Mostafa Kamal, of east Kandargaon, said, “My family has been dependent on our ancestral agricultural land for 45 years and my next generation too is dependent on it. Our locality is predominantly dependent on agricultural land, as it lacks other employment.”
Md Yusuf Ali of Kandargaon echoed the same.
Mohammad Noor Ali, managing director of Unique Hotel and Resorts Ltd and Unique Property Development Ltd, said, “I don't think there is any opposition by the locals anymore. Locals are now very much in favour of our scheme.”
As to why they embarked on earth filling again despite the HC injunction, he said, “We just lined up earth filling equipment in late September but halted doing anything, as the upazila administration forbade it.”
The economic zone would create employment with an energy hub, LPG depot, motorbike manufacturing, 400MW power plant and petrochemical industries, he claimed.
Responding to another question, he said that it was natural that the adjoining lands would be covered with sand when a particular piece of land was being filled.
“I cannot deny, in some cases, that others' land were filled while filling up our own land,” he said.
He said they have so far procured 350 acres with a target to buy 450 acres for the economic zone.
“If two economic zones on two sides [on the North and South of his site] were not problems, why should the newly proposed one be a problem?” he said.
Bela Chief Executive Syeda Rizwana Hasan, who filed a writ petition for the HC injunction on land filling, said problem lies with the fact that the entire proposed site is on a part of the Meghna river, wetland and canals and fertile agricultural land, which are covered under government's IRRI rice cultivation scheme.
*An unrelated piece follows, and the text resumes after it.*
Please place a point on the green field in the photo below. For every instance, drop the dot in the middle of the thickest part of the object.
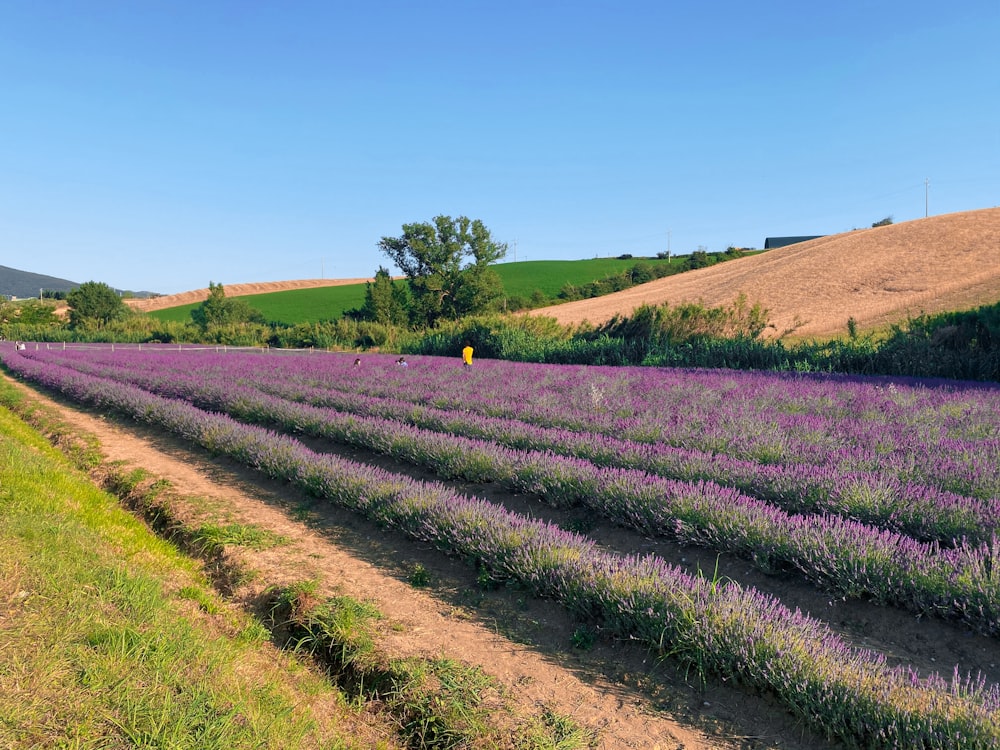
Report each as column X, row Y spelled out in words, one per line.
column 520, row 279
The way they were going ahead only implies that the aim of filling up the agricultural and wetland remains the same with just another company of the same group, she said, it was also important to look at how a company styled Unique Hotel and Resorts can establish an economic zone.
Meanwhile, the BEZA secretary in late September this year requested the Deputy Commissioner of Narayanganj to facilitate the sand filling of land for the economic zone.
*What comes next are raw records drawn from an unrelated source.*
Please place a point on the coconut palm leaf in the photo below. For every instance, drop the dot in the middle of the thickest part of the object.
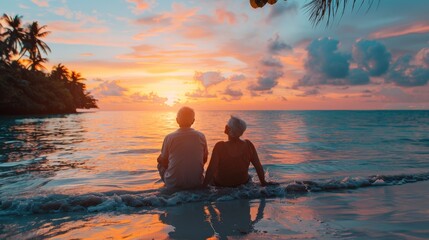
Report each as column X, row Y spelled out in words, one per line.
column 321, row 9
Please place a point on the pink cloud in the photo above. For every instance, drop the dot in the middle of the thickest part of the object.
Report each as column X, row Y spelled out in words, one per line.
column 41, row 3
column 139, row 5
column 226, row 16
column 166, row 22
column 396, row 31
column 74, row 27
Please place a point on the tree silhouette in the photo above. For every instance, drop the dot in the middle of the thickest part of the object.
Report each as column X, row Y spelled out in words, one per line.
column 12, row 37
column 33, row 44
column 60, row 72
column 25, row 87
column 320, row 9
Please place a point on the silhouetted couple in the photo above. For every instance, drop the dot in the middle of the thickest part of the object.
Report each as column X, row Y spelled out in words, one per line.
column 184, row 153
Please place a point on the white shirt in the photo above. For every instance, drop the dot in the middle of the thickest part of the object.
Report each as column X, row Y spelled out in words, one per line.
column 186, row 152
The deputy commissioner in a letter on October 9 said they had already informed the BEZA executive chairman that there was no scope for allowing the filling of agricultural land for an economic zone in the said moujas.
The DC also mobilised the upazila administration and local police to stop the illegal sand filling in violation of the HC injunction.
It was surprising that the BEZA official made such a formal request with the HC injunction still in effect and before granting final licence for the economic zone, said Rizwana.
Granting pre-qualification for economic zone on land of such characters was grossly inappropriate in the light of the HC injunction, DoE penalty and BIWTA report, she said.
BEZA Secretary Mohammad Ayub said, “We were not aware of the HC embargo, as the applicant did not declare it.”
As to the site selection, he said the final licence would depend on environmental clearances.
According to Bangladesh Bureau of Statistics findings, the country is losing agricultural land at a rate of around 1 percent every year and is apprehended to lose a third of its agricultural land in next 25 years unless the trend is halted.
Prime Minister Sheikh Hasina in April this year at Krishibid Institution said the government would not allow indiscriminate industrialisation destroying cultivable land and forests.
She also said industries would be accommodated in 100 special economic zones to be built across the country.